A newcomer to this group is Beyond Meat. Their ‘Burger with Benefits’ needs 99% less water, 93% less land, 90% fewer greenhouse gas emissions and nearly 50% less energy to create than a beef burger of the same size. Therefore, a business can benefit people and the planet by redefining rule-breaking and questioning the status quo. 

2. Intelligent Disobedience

A good way to explain this term is to think about guide dogs. After being trained to obey and help their owner, they are trained to act directly against the owner's instructions to make a better decision. In business, we can reimagine ourselves in this description. We are ‘taught’ to act in line with our company's strategy and actions. However, as explained, questioning this can create pioneering new ideas, despite how unnatural it might feel. 
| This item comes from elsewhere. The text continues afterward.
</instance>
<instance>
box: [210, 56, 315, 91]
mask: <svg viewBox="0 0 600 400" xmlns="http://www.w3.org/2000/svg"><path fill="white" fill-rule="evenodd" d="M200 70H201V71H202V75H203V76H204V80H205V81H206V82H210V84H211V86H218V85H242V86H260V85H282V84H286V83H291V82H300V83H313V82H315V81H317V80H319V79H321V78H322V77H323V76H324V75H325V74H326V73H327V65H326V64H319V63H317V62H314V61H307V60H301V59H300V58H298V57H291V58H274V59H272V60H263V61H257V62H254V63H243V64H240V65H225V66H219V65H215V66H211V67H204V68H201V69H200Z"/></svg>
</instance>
Let’s think about sustainability reports. They aim to track progress against ambitious goals and hold the company accountable, enabling further progress and stakeholder engagement. Have they, however, become a “brochure” for the company instead of a useful tool? Many of these reports now reach hundreds of pages in length and display only actions deemed successful by the company. 

When thinking about ‘intelligent disobedience’ and these sustainability reports, we thought of the need to return to their true purpose and intention. This is to ensure that time and efforts are spent not to promote a company through reporting but for real, tangible, meaningful and much-needed progress. In a world where every company seems to publish a sustainability report, is it time to refocus on creating a more significant positive impact?

3. Asking uncomfortable questions

Lastly, we learnt about the importance of uncomfortable questions. These questions are often avoided, making us squirm and want to look the other way. At work, this could look like not asking questions for fear of their answers or it not being your place to ask them. 

A question we like to think about at DigitalRG is ‘Why does your company really exist, and what is its true impact?’ This is not to be critical of a company's existence but to truly understand its purpose. Most National or State Lotteries were created to raise money for good causes. The underlying objective was that they would have a positive impact on society. How do we ensure that “net-positive impact” comes first in questions about how to run a lottery? How do we ensure that “revenue”, without the context of impact, does not become the measure of a lottery's success? We need to ‘think’ and ask the uncomfortable questions of how we serve the real purpose. 

By understanding this, we pinpoint exactly how we can help our clients develop their positive impact actions and to ‘do well by doing good’. 

We greatly enjoyed attending this conference, which helped us think about how change can truly help positive impact. The ‘How to be more Pirate’ workshop (also a book and featured in podcasts) got our minds working on how change can create positive business outcomes, with compelling pirate analogies, making the workshop fun and insightful.